Sure they've added fancy gadgets, computers, tablets and such, but it's the same overall principle. A teacher gets up and talks at their students, then gives them a test on what they have said.

So much has changed in these last few hundreds years, how we communicate, how we interact, how we eat, transportation, jobs, society overall; yet why is education still the same?

There's been some leeway, things such as Khan Academy, but not nearly enough. 

The school system is designed to create copies of the same person. The same learner. Someone with a good memory who tests well.

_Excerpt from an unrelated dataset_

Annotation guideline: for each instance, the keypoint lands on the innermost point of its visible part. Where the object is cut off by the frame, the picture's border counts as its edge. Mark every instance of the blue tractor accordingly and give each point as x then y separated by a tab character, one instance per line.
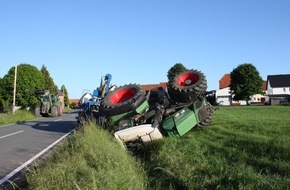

School is weird in that it's hard to really do anything about it, you just have to get through it. In elementary school it's all such basic stuff and we, as students, are so young that we just kind of go with it. In middle school a clear gap emerges between the "gifted" and "average" students and you start to really pay attention to the standardized testing and realize hey, I really don't need to pay attention in class, I just need to memorize everything on the worksheet and I'll get an A+ in the class. Then in high school it hits you like a ton of bricks and you look back and say woah, I haven't learned a thing. So we bs our way through it, I mean college and the rest of our life by proxy is on the line, and then senior year when you hear about the changes they're making for next year, adding more standardized test, switching to block scheduling, things of that nature, and you're like "wow that's really not going to help the students learn anything" but we're so close to the end, we can see the greener pastures of college on the horizon, that we just let it be.

I didn't start noticing it until middle school but I would just brush it off and say it's only 3 years of my life suck it up, then in high school it's only 4 years of my life suck it up, but then you look back and it's like wow 12 years of my life and I don't know what I've learned. 

So you know what AP test, even though I got a "not that good" score of 4, which means I'm "Well qualified to receive college credit" instead of a 5 which is "Extremely well qualified to receive college credit", I'm okay with that. Because unlike some people; educators, high strung type A people, other students, parents, I realize that a test doesn't really mean that much and does not define my intelligence. Maybe they should teach that in school.